In this interview you will learn the basics of sex and body-positive parenting and get some specific recommendations on how all of us can unhook from the negative cultural influences around these issues. Beth and Lasara delve into the issues of boundaries, what they are, and how they are useful in relationships and parenting: “As a parent, setting my own boundaries allows my children to have their own boundaries. It gives them a language around having them, and it models positive boundary awareness and self-care”. Also hear from Lasara about the age-old question, ‘When is the right time to talk about sex?’. Lasara gives an incredible answer, both honest and sensible, but also takes into account what the parent is able to consciously give in that moment. This will support all parents in the journey of supporting children to be healthy and empowered, while also taking care of themselves. Finally, body image is faced in this fantastic interview. Lasara Firefox: “I really think that nakedness is a huge component of body positivity. If we don’t see how bodies age, it is much more challenging for us to have a positive relationship with our bodies as they change”. Get insight into a new system of relating and parenting, and let go of our old cultural adages such as ‘Bonding through self-deprecation’ and ‘focusing on what is wrong’. This interview will get you on your way to a new way engaging and parenting.

Transcript

Transcript

LaSara Firefox , "Sex-Positive and Body-Positive Parenting"

Intro
This program brought to you by personallifemedia.com is suitable for mature audiences only and may contain explicit sexual information.

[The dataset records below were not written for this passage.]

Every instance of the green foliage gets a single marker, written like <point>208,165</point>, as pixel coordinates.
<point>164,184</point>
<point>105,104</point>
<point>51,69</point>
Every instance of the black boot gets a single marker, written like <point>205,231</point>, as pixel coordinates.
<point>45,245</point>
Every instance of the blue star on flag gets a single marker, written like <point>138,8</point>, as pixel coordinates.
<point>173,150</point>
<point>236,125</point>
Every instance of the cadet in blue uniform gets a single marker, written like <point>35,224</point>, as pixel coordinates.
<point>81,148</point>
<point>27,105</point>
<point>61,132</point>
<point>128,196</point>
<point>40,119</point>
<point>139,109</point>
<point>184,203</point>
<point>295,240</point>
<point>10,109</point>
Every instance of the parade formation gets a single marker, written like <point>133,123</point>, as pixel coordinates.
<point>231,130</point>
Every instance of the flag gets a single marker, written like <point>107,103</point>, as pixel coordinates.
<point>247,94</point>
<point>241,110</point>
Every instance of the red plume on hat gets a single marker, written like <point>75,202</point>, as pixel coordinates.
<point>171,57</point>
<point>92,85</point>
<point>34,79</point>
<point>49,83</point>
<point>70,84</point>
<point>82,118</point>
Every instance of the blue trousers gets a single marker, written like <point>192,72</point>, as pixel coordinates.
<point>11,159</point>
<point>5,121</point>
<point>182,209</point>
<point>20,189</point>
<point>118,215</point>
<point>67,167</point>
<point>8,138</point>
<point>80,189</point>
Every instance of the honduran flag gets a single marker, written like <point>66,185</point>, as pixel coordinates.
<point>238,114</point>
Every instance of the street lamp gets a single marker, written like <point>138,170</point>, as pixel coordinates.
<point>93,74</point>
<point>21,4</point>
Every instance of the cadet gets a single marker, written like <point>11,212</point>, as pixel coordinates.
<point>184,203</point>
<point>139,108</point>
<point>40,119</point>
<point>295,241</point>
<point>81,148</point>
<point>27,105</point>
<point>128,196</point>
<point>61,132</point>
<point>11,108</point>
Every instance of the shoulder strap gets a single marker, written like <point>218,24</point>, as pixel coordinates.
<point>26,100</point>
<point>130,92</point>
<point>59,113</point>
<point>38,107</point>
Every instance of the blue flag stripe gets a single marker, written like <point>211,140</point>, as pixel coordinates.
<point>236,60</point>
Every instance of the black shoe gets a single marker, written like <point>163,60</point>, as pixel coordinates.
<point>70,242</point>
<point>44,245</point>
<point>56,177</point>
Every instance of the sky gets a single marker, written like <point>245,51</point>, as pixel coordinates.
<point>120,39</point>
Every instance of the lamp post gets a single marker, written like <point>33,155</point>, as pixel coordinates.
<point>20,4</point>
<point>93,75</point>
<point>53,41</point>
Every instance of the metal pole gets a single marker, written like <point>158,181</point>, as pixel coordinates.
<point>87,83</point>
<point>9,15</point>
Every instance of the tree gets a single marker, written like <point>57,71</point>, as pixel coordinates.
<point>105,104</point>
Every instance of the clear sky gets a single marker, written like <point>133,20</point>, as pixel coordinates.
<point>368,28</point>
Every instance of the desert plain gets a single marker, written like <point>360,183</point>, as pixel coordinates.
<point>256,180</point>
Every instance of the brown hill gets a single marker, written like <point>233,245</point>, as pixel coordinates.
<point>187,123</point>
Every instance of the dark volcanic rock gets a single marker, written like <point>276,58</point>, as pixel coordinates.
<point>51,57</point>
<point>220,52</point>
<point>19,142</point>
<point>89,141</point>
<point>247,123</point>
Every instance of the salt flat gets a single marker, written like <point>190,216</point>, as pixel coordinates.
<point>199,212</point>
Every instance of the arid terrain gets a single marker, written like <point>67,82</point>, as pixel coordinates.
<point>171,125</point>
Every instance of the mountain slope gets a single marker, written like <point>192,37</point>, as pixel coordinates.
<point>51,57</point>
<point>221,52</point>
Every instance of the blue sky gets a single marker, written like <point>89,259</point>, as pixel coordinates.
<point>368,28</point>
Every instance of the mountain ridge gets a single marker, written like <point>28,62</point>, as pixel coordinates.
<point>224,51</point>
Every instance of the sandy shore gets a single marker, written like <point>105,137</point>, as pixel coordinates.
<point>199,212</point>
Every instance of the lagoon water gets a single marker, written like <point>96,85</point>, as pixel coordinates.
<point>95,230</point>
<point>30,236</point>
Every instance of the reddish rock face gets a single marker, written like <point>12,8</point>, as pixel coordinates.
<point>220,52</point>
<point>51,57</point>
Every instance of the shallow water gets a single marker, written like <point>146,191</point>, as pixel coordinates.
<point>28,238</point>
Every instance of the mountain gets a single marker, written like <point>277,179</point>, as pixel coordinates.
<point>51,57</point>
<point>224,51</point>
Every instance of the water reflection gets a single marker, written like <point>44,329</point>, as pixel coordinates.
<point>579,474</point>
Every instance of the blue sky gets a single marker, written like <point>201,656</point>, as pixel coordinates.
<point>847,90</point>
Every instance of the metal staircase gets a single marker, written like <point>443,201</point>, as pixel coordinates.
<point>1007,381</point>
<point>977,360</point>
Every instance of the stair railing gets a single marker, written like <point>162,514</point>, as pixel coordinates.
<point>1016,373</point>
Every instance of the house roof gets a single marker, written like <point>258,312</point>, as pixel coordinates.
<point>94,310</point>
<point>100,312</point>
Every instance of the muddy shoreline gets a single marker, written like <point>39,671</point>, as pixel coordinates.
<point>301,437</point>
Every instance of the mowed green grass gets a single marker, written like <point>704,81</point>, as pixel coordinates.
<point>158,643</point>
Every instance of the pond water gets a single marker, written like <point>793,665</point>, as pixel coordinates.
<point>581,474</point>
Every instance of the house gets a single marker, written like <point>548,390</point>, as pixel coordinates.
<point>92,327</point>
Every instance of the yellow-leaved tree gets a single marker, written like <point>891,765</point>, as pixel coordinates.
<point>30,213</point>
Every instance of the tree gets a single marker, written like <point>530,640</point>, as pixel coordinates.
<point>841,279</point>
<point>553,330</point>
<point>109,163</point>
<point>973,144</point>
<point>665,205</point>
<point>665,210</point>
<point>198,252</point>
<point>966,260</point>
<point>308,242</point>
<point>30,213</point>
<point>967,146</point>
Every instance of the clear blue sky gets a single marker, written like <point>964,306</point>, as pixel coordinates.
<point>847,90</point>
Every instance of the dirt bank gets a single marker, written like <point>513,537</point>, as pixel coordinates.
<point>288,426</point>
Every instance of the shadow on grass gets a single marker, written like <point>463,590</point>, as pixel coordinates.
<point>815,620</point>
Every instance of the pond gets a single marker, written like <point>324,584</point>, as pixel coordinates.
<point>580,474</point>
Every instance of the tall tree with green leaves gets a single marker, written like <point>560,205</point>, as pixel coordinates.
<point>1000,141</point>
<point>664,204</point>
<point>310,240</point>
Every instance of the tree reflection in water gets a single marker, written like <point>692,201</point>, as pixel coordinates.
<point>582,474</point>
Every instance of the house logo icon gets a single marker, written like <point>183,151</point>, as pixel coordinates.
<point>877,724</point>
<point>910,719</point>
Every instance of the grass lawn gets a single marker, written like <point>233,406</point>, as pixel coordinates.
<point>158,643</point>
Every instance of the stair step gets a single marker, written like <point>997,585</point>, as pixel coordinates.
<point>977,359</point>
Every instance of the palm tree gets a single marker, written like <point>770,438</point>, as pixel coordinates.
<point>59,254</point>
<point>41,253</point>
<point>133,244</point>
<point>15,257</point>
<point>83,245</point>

Announcer: This is Part II of a two-part pod cast. If you’d like Part I, you can find it on Personallifemedia.com.

Beth Crittenden: Hello, everyone, and welcome to ‘A Taste of Sex’ – Guest interviews. I’m your host, Beth Crittenden, on Personallifemedia, coming to you from One Taste Urban Retreat Centre in San Fransisco, where it’s our desire to weave orgasm into the world conversation, and into our bodies. We have a weekly lecture series, here at One Taste. It’s called the Hybrid Practice Series, where educators from a wide variety of disciplines and areas of study including sensuality, spirituality, sexuality, connection, communication…, all across the board, have come to One Taste and presented their work. It’s under the auspices of the ‘Connect and Open’ collaboration.
Tonight, we are really pleased to have, LaSara Firefox, who is a writer, a ritualist, and a sex positive activist and educator; here to speak to us about unifying the mind and the body, and being in the presence of love.
Join us in ‘A Taste of Sex’, as we hear from LaSara Firefox, about how all is divine, and how you can actually access divinity through the portal of the body. We’ll explore the question of boundary. Specifically, we’ll talk about Sex Positive, and Body Positive Parenting.
Welcome back to ‘A Taste of Sex – Guest Speaker Interviews’. This is your host Beth Crittenden, on Personallifemedia, coming to you from One Taste Urban Retreat Centre, San Fransisco. Our guest today is LaSara Firefox. We’ve spent some time today, already, talking about how all is divine and how you access that through bodily experience. And one thing that we’re going to talk about now is, Sex Positive Parenting and Body Positive Parenting; so we can create cycles in the future of people living in their body, and being very connected.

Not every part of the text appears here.